528 -529 Volition is ingredient as the self goes out to its subjective aim in a trajectory from unconscious potential to the definite and the real, from value to fact. Every thought or action begins with the values, belief and personal experiences that, collectively, comprise a personality. Character is fundamental to who we are, what we think how we act. Reason develops out of the ideational context created by conceptual feelings, which in turn are generated from the core personality, as an expressive, not instrumental, feature. Values enrich those construct that incline the self to personal and social ends. They facilitate dispositions to configure concepts and their implementation in words and acts.
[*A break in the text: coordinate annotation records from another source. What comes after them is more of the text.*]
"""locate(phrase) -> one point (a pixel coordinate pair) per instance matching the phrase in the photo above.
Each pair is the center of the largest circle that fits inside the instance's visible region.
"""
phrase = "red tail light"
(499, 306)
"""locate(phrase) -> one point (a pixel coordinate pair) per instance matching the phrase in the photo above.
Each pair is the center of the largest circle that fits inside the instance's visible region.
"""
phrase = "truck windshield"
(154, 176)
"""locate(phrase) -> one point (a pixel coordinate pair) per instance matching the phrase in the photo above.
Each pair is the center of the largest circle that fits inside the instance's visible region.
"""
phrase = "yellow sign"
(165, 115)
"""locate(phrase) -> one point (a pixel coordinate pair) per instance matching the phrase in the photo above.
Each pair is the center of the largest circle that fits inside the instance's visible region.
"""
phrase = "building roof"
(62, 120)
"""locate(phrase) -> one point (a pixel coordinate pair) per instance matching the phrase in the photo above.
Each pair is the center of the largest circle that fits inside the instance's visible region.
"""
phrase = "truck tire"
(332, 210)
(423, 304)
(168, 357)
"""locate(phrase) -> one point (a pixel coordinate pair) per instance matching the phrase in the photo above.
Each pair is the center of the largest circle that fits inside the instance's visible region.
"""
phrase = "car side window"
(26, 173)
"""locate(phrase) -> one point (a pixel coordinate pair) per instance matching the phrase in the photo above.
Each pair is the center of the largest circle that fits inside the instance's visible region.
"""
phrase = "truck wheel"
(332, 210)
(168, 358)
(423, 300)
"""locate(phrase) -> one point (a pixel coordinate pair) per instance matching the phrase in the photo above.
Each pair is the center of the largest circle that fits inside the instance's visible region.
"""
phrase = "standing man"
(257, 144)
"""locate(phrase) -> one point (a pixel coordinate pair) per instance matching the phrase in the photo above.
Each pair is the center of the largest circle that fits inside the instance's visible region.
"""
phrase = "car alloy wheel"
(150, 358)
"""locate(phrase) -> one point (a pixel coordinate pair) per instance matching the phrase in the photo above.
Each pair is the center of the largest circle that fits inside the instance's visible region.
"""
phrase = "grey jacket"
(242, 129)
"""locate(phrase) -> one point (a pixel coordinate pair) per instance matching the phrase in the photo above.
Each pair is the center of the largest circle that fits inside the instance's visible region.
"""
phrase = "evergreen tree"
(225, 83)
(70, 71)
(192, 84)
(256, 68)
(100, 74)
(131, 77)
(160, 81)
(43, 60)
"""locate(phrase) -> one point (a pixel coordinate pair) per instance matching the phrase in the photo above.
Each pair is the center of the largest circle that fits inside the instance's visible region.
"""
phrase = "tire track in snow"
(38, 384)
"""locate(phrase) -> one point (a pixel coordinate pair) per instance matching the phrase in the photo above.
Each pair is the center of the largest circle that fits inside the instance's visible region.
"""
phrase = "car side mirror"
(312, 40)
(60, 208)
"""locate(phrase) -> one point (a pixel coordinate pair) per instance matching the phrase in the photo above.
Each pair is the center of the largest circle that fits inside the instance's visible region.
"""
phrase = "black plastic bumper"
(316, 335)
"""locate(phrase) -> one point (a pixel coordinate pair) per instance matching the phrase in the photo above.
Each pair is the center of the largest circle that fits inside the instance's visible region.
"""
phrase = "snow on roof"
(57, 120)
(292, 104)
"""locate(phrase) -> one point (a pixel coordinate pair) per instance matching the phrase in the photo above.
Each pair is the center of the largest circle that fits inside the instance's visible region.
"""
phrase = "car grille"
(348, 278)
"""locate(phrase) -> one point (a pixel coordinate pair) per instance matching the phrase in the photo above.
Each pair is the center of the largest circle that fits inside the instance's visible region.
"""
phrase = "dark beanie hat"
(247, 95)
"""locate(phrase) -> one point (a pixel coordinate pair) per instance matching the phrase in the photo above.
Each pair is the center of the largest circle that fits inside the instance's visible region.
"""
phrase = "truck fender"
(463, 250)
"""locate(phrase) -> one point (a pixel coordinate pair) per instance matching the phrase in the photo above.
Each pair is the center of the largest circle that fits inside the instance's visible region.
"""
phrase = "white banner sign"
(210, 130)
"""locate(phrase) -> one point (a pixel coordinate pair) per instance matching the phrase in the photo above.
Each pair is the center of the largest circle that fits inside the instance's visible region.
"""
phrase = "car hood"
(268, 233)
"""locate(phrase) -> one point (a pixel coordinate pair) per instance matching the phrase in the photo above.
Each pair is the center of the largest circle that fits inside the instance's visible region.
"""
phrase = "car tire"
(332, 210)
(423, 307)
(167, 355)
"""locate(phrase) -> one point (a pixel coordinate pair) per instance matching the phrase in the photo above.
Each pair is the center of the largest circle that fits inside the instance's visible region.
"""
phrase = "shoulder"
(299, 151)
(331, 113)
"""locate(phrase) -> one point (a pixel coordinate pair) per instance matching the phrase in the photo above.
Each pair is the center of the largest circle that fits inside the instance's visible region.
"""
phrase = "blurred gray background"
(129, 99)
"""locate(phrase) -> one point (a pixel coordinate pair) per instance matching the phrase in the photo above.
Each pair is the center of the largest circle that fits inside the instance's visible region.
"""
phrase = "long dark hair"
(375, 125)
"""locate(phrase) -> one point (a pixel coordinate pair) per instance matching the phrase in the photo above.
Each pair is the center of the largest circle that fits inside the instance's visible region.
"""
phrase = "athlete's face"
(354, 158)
It is more likely that character lays down volition than that volition influences character and, thus, that responsibility begins with character, not volition. Even if we are not the authors of our own character but its victims or beneficiaries, the question remains whether the self freely chooses, or whether character spills through intention into behavior. IF the latter, the objective judgement is the only judgement we can make, even if it stops where the subjective is felt to begin. A judgement of conduct by others leaves untapped those inner states that constitute the great part of its structure. For an object theory these states are inferred. For microgenetic theory, the process leading to the act, not the act itself, is the primary datum. …If volition is bound to character and free choice is illusory, which is not to say inefficacious, is there a possibility that character can be changed by an act of will? If a person cannot choose his acts, can he decide his values? If not, we are automatons without agency or personal responsibility, with as little reason to praise a good act as blame a harmful one.
530 Can the self assume a posture that is receptive to moral education? The subjective criterion of responsibility would then not be restricted to whether a person acts responsibly, for this may be beyond his control, but whether he is mindful of his moral failings and open to the growth of personal values that are empathic and life enhancing.